15 KiB
Getting Started with the 3D Balance Ball Environment
This tutorial walks through the end-to-end process of opening a ML-Agents toolkit example environment in Unity, building the Unity executable, training an Agent in it, and finally embedding the trained model into the Unity environment.
The ML-Agents toolkit includes a number of example environments which you can examine to help understand the different ways in which the ML-Agents toolkit can be used. These environments can also serve as templates for new environments or as ways to test new ML algorithms. After reading this tutorial, you should be able to explore and build the example environments.
This walk-through uses the 3D Balance Ball environment. 3D Balance Ball contains a number of agent cubes and balls (which are all copies of each other). Each agent cube tries to keep its ball from falling by rotating either horizontally or vertically. In this environment, an agent cube is an Agent that receives a reward for every step that it balances the ball.
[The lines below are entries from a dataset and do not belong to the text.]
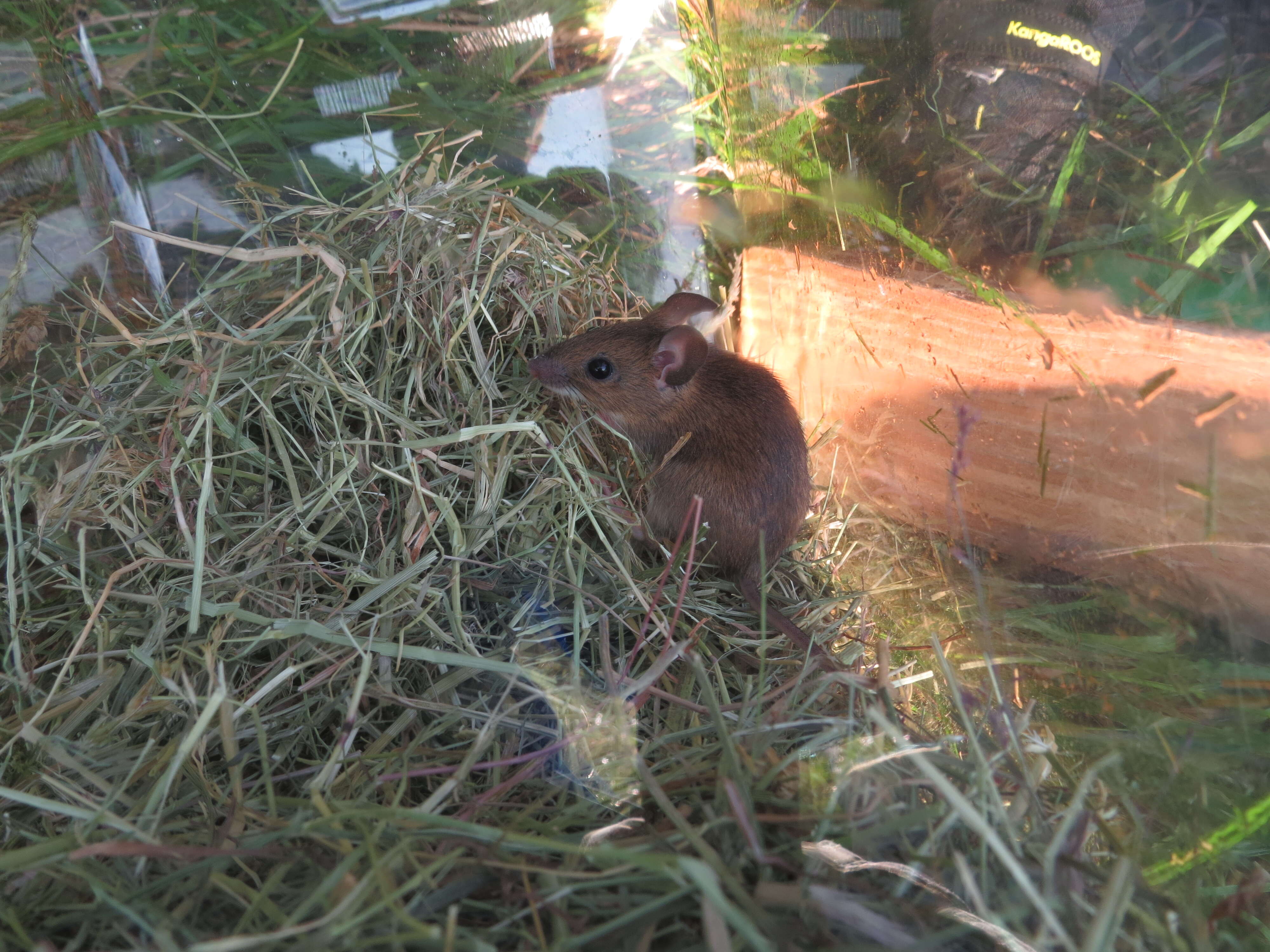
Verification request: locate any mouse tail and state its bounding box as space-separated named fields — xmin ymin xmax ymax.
xmin=737 ymin=578 xmax=832 ymax=660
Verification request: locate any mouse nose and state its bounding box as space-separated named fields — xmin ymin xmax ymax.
xmin=530 ymin=355 xmax=565 ymax=390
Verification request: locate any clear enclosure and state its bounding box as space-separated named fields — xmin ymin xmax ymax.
xmin=0 ymin=0 xmax=1270 ymax=952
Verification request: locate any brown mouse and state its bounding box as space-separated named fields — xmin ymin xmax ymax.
xmin=530 ymin=293 xmax=824 ymax=654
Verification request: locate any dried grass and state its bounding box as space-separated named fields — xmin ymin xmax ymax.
xmin=0 ymin=140 xmax=1251 ymax=952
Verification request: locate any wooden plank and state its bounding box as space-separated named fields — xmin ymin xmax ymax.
xmin=738 ymin=248 xmax=1270 ymax=641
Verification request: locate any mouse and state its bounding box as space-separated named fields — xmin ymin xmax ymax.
xmin=530 ymin=292 xmax=828 ymax=659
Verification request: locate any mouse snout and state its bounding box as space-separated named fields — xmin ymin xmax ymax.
xmin=530 ymin=357 xmax=568 ymax=390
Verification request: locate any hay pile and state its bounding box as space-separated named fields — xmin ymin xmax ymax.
xmin=0 ymin=141 xmax=1219 ymax=952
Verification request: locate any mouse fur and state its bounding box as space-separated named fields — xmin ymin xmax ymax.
xmin=530 ymin=293 xmax=812 ymax=597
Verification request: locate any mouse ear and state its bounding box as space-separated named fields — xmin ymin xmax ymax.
xmin=644 ymin=291 xmax=719 ymax=330
xmin=653 ymin=324 xmax=710 ymax=390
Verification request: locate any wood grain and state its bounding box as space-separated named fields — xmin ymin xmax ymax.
xmin=738 ymin=248 xmax=1270 ymax=640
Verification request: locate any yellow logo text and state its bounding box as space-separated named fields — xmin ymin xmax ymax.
xmin=1006 ymin=20 xmax=1102 ymax=66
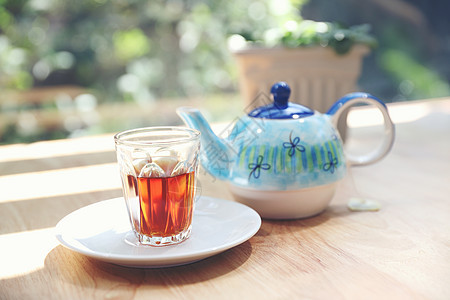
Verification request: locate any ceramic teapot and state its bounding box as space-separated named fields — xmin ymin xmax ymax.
xmin=177 ymin=82 xmax=394 ymax=219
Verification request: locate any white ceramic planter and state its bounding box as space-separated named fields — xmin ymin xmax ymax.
xmin=233 ymin=45 xmax=370 ymax=138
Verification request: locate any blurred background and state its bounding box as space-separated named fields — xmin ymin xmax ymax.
xmin=0 ymin=0 xmax=450 ymax=144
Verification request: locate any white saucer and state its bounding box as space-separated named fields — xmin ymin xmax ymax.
xmin=56 ymin=197 xmax=261 ymax=268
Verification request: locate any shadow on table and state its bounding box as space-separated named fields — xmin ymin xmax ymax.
xmin=43 ymin=241 xmax=252 ymax=290
xmin=256 ymin=204 xmax=352 ymax=237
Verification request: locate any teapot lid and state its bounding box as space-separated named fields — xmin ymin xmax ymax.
xmin=248 ymin=82 xmax=314 ymax=119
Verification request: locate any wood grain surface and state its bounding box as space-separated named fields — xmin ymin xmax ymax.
xmin=0 ymin=99 xmax=450 ymax=299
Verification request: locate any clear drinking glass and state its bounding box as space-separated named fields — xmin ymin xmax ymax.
xmin=114 ymin=127 xmax=200 ymax=246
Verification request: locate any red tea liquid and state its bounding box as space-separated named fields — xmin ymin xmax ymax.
xmin=137 ymin=172 xmax=195 ymax=237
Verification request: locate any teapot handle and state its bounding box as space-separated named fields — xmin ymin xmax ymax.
xmin=327 ymin=93 xmax=395 ymax=166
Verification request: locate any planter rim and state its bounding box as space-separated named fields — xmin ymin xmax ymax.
xmin=231 ymin=44 xmax=370 ymax=57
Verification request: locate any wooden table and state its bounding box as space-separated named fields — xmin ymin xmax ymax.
xmin=0 ymin=98 xmax=450 ymax=299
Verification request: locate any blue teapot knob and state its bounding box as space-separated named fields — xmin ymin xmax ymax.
xmin=270 ymin=82 xmax=291 ymax=109
xmin=248 ymin=81 xmax=314 ymax=119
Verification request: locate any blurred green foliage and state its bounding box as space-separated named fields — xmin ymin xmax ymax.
xmin=236 ymin=17 xmax=377 ymax=55
xmin=0 ymin=0 xmax=450 ymax=143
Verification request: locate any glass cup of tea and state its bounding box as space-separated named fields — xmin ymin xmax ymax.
xmin=114 ymin=127 xmax=200 ymax=246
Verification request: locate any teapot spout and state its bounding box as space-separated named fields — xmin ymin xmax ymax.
xmin=177 ymin=107 xmax=234 ymax=180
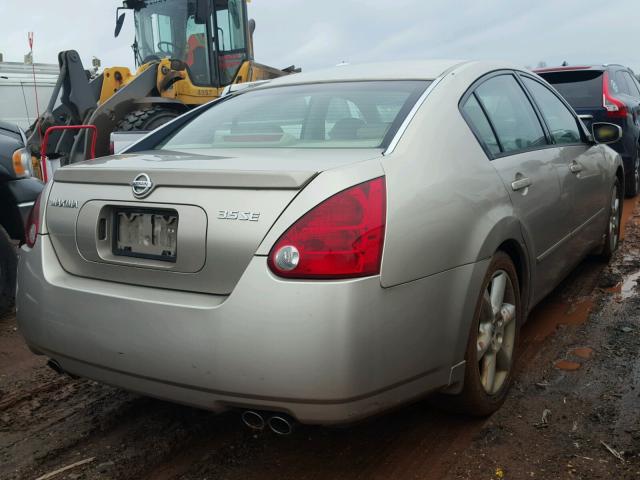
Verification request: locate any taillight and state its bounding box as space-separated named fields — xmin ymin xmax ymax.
xmin=24 ymin=195 xmax=41 ymax=248
xmin=268 ymin=177 xmax=387 ymax=279
xmin=602 ymin=72 xmax=627 ymax=118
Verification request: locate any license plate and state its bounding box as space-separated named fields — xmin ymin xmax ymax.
xmin=113 ymin=208 xmax=178 ymax=262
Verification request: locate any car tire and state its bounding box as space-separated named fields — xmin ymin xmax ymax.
xmin=116 ymin=105 xmax=180 ymax=132
xmin=452 ymin=251 xmax=522 ymax=416
xmin=624 ymin=155 xmax=640 ymax=198
xmin=600 ymin=180 xmax=622 ymax=261
xmin=0 ymin=226 xmax=18 ymax=315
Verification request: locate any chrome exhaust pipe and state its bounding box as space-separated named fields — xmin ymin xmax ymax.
xmin=267 ymin=414 xmax=295 ymax=436
xmin=241 ymin=410 xmax=266 ymax=430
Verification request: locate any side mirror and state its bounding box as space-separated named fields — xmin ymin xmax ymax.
xmin=195 ymin=0 xmax=211 ymax=25
xmin=591 ymin=122 xmax=622 ymax=145
xmin=113 ymin=12 xmax=126 ymax=38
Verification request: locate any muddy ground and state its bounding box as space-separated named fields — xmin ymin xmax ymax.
xmin=0 ymin=201 xmax=640 ymax=480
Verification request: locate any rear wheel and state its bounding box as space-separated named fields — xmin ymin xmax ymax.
xmin=0 ymin=226 xmax=17 ymax=315
xmin=625 ymin=155 xmax=640 ymax=198
xmin=456 ymin=252 xmax=522 ymax=416
xmin=116 ymin=105 xmax=180 ymax=132
xmin=601 ymin=180 xmax=622 ymax=260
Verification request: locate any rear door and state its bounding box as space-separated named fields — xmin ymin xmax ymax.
xmin=520 ymin=75 xmax=611 ymax=261
xmin=539 ymin=69 xmax=607 ymax=129
xmin=616 ymin=70 xmax=640 ymax=125
xmin=462 ymin=72 xmax=570 ymax=303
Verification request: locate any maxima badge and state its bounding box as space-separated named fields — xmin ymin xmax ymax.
xmin=131 ymin=173 xmax=153 ymax=198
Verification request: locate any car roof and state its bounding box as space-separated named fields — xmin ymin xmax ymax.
xmin=258 ymin=60 xmax=468 ymax=88
xmin=533 ymin=63 xmax=628 ymax=74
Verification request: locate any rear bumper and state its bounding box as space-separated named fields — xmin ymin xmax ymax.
xmin=17 ymin=235 xmax=487 ymax=424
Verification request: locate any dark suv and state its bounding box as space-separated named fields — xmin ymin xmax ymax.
xmin=534 ymin=65 xmax=640 ymax=197
xmin=0 ymin=121 xmax=43 ymax=315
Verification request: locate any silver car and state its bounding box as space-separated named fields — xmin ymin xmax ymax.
xmin=17 ymin=61 xmax=623 ymax=431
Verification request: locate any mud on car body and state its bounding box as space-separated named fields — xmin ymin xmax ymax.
xmin=0 ymin=121 xmax=43 ymax=313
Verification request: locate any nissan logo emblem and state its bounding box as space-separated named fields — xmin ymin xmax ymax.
xmin=131 ymin=173 xmax=153 ymax=198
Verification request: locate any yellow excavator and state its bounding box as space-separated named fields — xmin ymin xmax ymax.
xmin=22 ymin=0 xmax=299 ymax=174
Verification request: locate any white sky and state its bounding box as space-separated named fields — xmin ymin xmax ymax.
xmin=0 ymin=0 xmax=640 ymax=73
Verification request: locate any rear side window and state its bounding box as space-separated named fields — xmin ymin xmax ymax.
xmin=475 ymin=75 xmax=547 ymax=153
xmin=462 ymin=95 xmax=500 ymax=155
xmin=540 ymin=70 xmax=602 ymax=108
xmin=523 ymin=77 xmax=582 ymax=144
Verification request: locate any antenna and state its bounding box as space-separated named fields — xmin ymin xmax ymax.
xmin=27 ymin=32 xmax=42 ymax=140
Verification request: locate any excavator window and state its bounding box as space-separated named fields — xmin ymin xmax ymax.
xmin=215 ymin=0 xmax=247 ymax=85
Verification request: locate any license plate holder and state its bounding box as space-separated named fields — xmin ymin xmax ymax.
xmin=113 ymin=207 xmax=178 ymax=263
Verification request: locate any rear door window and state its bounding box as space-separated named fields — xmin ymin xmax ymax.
xmin=540 ymin=70 xmax=602 ymax=108
xmin=462 ymin=95 xmax=500 ymax=155
xmin=475 ymin=75 xmax=547 ymax=153
xmin=622 ymin=72 xmax=640 ymax=98
xmin=522 ymin=77 xmax=582 ymax=144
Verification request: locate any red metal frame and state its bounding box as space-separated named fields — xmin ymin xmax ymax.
xmin=40 ymin=125 xmax=98 ymax=183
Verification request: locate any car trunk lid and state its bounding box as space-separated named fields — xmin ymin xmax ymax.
xmin=46 ymin=150 xmax=379 ymax=295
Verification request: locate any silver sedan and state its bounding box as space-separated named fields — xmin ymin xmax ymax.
xmin=17 ymin=61 xmax=623 ymax=432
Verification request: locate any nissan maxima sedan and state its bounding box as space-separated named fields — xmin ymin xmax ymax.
xmin=17 ymin=61 xmax=624 ymax=432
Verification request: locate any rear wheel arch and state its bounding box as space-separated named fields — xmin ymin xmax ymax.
xmin=496 ymin=239 xmax=530 ymax=318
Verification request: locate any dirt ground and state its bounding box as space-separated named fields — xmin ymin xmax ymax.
xmin=0 ymin=201 xmax=640 ymax=480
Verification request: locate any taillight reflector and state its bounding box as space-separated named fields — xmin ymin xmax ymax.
xmin=268 ymin=177 xmax=387 ymax=279
xmin=602 ymin=72 xmax=627 ymax=118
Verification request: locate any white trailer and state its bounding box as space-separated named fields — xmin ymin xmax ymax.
xmin=0 ymin=62 xmax=60 ymax=130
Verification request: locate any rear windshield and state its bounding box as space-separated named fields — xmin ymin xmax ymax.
xmin=539 ymin=70 xmax=602 ymax=108
xmin=158 ymin=81 xmax=429 ymax=151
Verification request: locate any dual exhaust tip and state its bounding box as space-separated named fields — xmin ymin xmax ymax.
xmin=241 ymin=410 xmax=296 ymax=436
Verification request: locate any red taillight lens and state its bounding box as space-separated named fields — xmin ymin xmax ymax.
xmin=602 ymin=72 xmax=628 ymax=118
xmin=24 ymin=195 xmax=41 ymax=248
xmin=269 ymin=177 xmax=387 ymax=279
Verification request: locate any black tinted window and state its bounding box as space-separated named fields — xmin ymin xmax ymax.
xmin=622 ymin=72 xmax=640 ymax=97
xmin=462 ymin=95 xmax=500 ymax=155
xmin=540 ymin=70 xmax=602 ymax=108
xmin=476 ymin=75 xmax=547 ymax=153
xmin=523 ymin=78 xmax=582 ymax=144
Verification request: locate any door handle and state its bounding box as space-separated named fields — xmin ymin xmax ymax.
xmin=511 ymin=177 xmax=533 ymax=192
xmin=569 ymin=162 xmax=583 ymax=173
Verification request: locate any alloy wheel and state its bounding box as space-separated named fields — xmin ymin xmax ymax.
xmin=477 ymin=270 xmax=517 ymax=395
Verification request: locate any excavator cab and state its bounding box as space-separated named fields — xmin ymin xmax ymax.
xmin=121 ymin=0 xmax=252 ymax=88
xmin=16 ymin=0 xmax=299 ymax=179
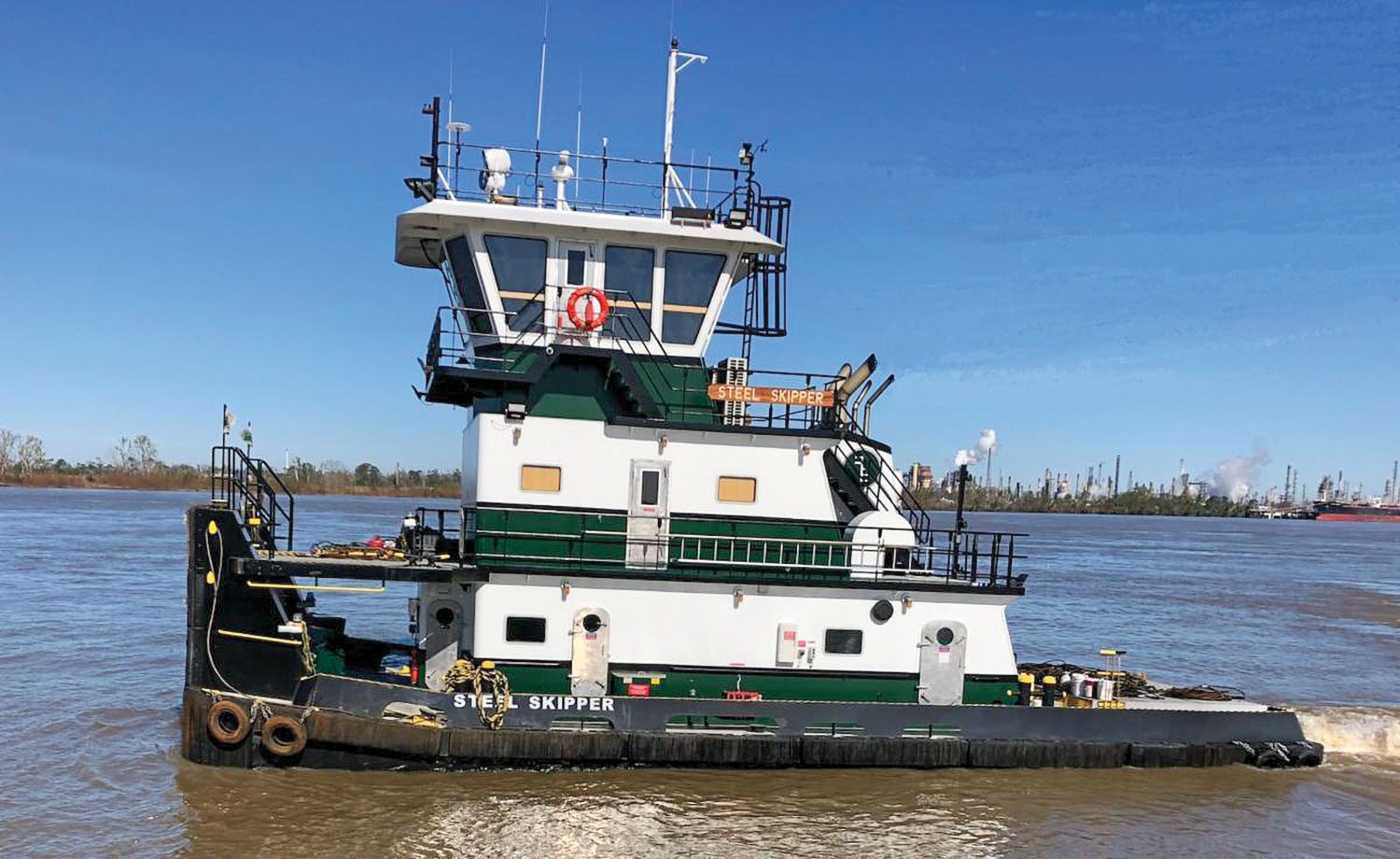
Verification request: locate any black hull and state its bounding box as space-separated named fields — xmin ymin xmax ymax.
xmin=182 ymin=677 xmax=1322 ymax=770
xmin=181 ymin=507 xmax=1322 ymax=769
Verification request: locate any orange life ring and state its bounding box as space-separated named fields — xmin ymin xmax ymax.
xmin=566 ymin=286 xmax=608 ymax=331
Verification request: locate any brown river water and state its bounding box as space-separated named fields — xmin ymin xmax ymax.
xmin=0 ymin=487 xmax=1400 ymax=859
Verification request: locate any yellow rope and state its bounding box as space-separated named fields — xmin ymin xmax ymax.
xmin=442 ymin=658 xmax=511 ymax=730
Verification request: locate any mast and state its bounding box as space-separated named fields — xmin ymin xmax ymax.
xmin=661 ymin=38 xmax=710 ymax=218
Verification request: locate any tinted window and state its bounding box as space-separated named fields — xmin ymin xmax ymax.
xmin=444 ymin=235 xmax=496 ymax=333
xmin=641 ymin=471 xmax=661 ymax=507
xmin=661 ymin=251 xmax=724 ymax=344
xmin=568 ymin=251 xmax=584 ymax=286
xmin=826 ymin=629 xmax=865 ymax=653
xmin=604 ymin=246 xmax=657 ymax=341
xmin=506 ymin=618 xmax=545 ymax=644
xmin=486 ymin=235 xmax=549 ymax=331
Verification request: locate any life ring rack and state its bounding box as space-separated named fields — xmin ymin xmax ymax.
xmin=565 ymin=286 xmax=609 ymax=331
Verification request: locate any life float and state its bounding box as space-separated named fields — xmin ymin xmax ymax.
xmin=204 ymin=700 xmax=254 ymax=745
xmin=262 ymin=716 xmax=307 ymax=758
xmin=566 ymin=286 xmax=608 ymax=331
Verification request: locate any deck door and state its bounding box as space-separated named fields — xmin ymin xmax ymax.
xmin=627 ymin=459 xmax=671 ymax=569
xmin=553 ymin=240 xmax=601 ymax=336
xmin=568 ymin=608 xmax=609 ymax=697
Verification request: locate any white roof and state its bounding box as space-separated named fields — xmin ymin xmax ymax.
xmin=394 ymin=201 xmax=783 ymax=268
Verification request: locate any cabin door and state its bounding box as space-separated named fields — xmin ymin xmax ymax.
xmin=553 ymin=241 xmax=607 ymax=336
xmin=568 ymin=608 xmax=609 ymax=697
xmin=627 ymin=459 xmax=671 ymax=569
xmin=918 ymin=621 xmax=968 ymax=703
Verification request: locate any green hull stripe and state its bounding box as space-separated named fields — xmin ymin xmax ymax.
xmin=496 ymin=663 xmax=1018 ymax=703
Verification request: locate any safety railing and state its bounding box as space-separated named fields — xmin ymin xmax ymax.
xmin=209 ymin=444 xmax=297 ymax=551
xmin=422 ymin=300 xmax=837 ymax=430
xmin=832 ymin=436 xmax=941 ymax=542
xmin=468 ymin=509 xmax=1025 ymax=587
xmin=436 ymin=142 xmax=752 ymax=221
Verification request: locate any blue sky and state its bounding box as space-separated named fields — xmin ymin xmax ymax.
xmin=0 ymin=0 xmax=1400 ymax=492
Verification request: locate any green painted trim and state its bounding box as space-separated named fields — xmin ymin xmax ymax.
xmin=496 ymin=661 xmax=1018 ymax=703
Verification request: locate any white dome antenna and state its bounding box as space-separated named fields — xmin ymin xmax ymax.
xmin=476 ymin=148 xmax=511 ymax=199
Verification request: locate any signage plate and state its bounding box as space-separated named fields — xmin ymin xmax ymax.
xmin=707 ymin=386 xmax=836 ymax=409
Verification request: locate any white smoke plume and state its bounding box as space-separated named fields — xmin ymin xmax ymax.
xmin=954 ymin=430 xmax=999 ymax=465
xmin=1206 ymin=447 xmax=1268 ymax=501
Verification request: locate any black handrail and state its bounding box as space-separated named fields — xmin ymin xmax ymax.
xmin=209 ymin=444 xmax=297 ymax=552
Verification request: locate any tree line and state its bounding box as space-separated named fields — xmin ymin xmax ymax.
xmin=912 ymin=484 xmax=1251 ymax=515
xmin=0 ymin=428 xmax=462 ymax=498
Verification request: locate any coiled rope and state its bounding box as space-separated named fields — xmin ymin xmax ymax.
xmin=442 ymin=658 xmax=511 ymax=730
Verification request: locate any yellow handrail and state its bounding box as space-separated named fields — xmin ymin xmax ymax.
xmin=218 ymin=629 xmax=301 ymax=647
xmin=248 ymin=582 xmax=385 ymax=594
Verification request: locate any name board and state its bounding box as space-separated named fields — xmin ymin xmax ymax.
xmin=708 ymin=386 xmax=836 ymax=409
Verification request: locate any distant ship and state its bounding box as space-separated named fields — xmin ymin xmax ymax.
xmin=1313 ymin=501 xmax=1400 ymax=523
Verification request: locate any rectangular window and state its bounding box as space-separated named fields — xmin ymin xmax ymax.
xmin=486 ymin=235 xmax=549 ymax=331
xmin=661 ymin=251 xmax=724 ymax=344
xmin=720 ymin=478 xmax=759 ymax=504
xmin=826 ymin=629 xmax=865 ymax=655
xmin=521 ymin=465 xmax=560 ymax=492
xmin=604 ymin=246 xmax=657 ymax=341
xmin=641 ymin=471 xmax=661 ymax=507
xmin=442 ymin=235 xmax=496 ymax=333
xmin=506 ymin=616 xmax=545 ymax=644
xmin=566 ymin=251 xmax=584 ymax=286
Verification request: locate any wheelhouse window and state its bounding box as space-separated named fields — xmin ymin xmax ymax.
xmin=719 ymin=478 xmax=759 ymax=504
xmin=444 ymin=235 xmax=496 ymax=333
xmin=825 ymin=629 xmax=865 ymax=655
xmin=661 ymin=251 xmax=724 ymax=345
xmin=486 ymin=235 xmax=549 ymax=331
xmin=604 ymin=246 xmax=657 ymax=341
xmin=565 ymin=251 xmax=587 ymax=286
xmin=506 ymin=616 xmax=545 ymax=644
xmin=521 ymin=465 xmax=562 ymax=492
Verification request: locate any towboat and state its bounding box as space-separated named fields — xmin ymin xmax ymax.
xmin=182 ymin=42 xmax=1322 ymax=769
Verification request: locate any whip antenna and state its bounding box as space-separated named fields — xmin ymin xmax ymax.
xmin=535 ymin=0 xmax=549 ymax=206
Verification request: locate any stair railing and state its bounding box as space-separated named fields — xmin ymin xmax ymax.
xmin=209 ymin=444 xmax=297 ymax=552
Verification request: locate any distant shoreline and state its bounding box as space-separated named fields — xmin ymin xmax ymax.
xmin=0 ymin=473 xmax=458 ymax=498
xmin=0 ymin=471 xmax=1245 ymax=518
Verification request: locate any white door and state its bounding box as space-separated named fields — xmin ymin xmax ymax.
xmin=568 ymin=608 xmax=609 ymax=697
xmin=554 ymin=241 xmax=607 ymax=336
xmin=627 ymin=459 xmax=671 ymax=569
xmin=918 ymin=621 xmax=968 ymax=703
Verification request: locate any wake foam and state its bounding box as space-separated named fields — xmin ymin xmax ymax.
xmin=1298 ymin=706 xmax=1400 ymax=759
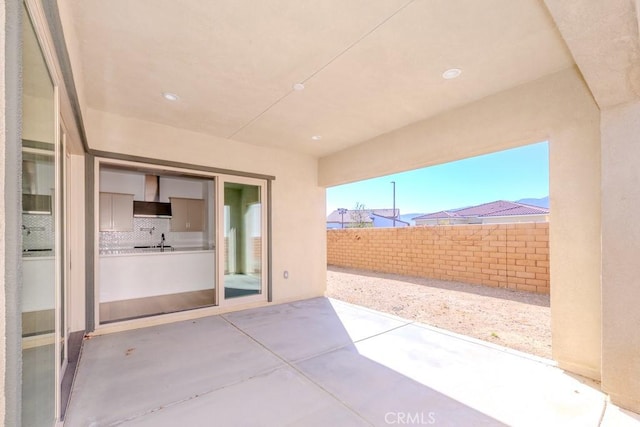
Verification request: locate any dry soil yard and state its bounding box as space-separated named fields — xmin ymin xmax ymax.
xmin=327 ymin=267 xmax=551 ymax=358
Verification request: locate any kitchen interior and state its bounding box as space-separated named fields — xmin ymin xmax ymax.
xmin=98 ymin=165 xmax=216 ymax=324
xmin=97 ymin=166 xmax=262 ymax=324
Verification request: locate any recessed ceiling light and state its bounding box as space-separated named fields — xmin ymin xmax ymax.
xmin=162 ymin=92 xmax=180 ymax=101
xmin=442 ymin=68 xmax=462 ymax=80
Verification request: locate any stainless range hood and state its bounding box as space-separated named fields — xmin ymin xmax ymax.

An agent is also penalized with a negative reward for dropping the ball. The goal of the training process is to have the agents learn to balance the ball on their head.
Let's get started!
Installation
In order to install and set up the ML-Agents toolkit, the Python dependencies and Unity, see the installation instructions.
Understanding the Unity Environment (3D Balance Ball)
An agent is an autonomous actor that observes and interacts with an environment. In the context of Unity, an environment is a scene containing an Academy and one or more Brain and Agent objects, and, of course, the other entities that an agent interacts with.
Note: In Unity, the base object of everything in a scene is the GameObject. The GameObject is essentially a container for everything else, including behaviors, graphics, physics, etc. To see the components that make up a GameObject, select the GameObject in the Scene window, and open the Inspector window. The Inspector shows every component on a GameObject.
The first thing you may notice after opening the 3D Balance Ball scene is that it contains not one, but several agent cubes. Each agent cube in the scene is an independent agent, but they all share the same Brain. 3D Balance Ball does this to speed up training since all twelve agents contribute to training in parallel.
Academy
The Academy object for the scene is placed on the Ball3DAcademy GameObject. When
you look at an Academy component in the inspector, you can see several
properties that control how the environment works.
The Training Configuration and Inference Configuration properties
set the graphics and timescale properties for the Unity application.
The Academy uses the Training Configuration during training and the
Inference Configuration when not training. (Inference means that the
Agent is using a trained model or heuristics or direct control — in other
words, whenever not training.)
Typically, you would set a low graphics quality and timescale to greater 1.0
for the Training
Configuration and a high graphics quality and timescale to 1.0
for the
Inference Configuration .
Note: if you want to observe the environment during training, you can adjust the Training Configuration settings to use a larger window and a timescale closer to 1:1. Be sure to set these parameters back when training in earnest; otherwise, training can take a very long time.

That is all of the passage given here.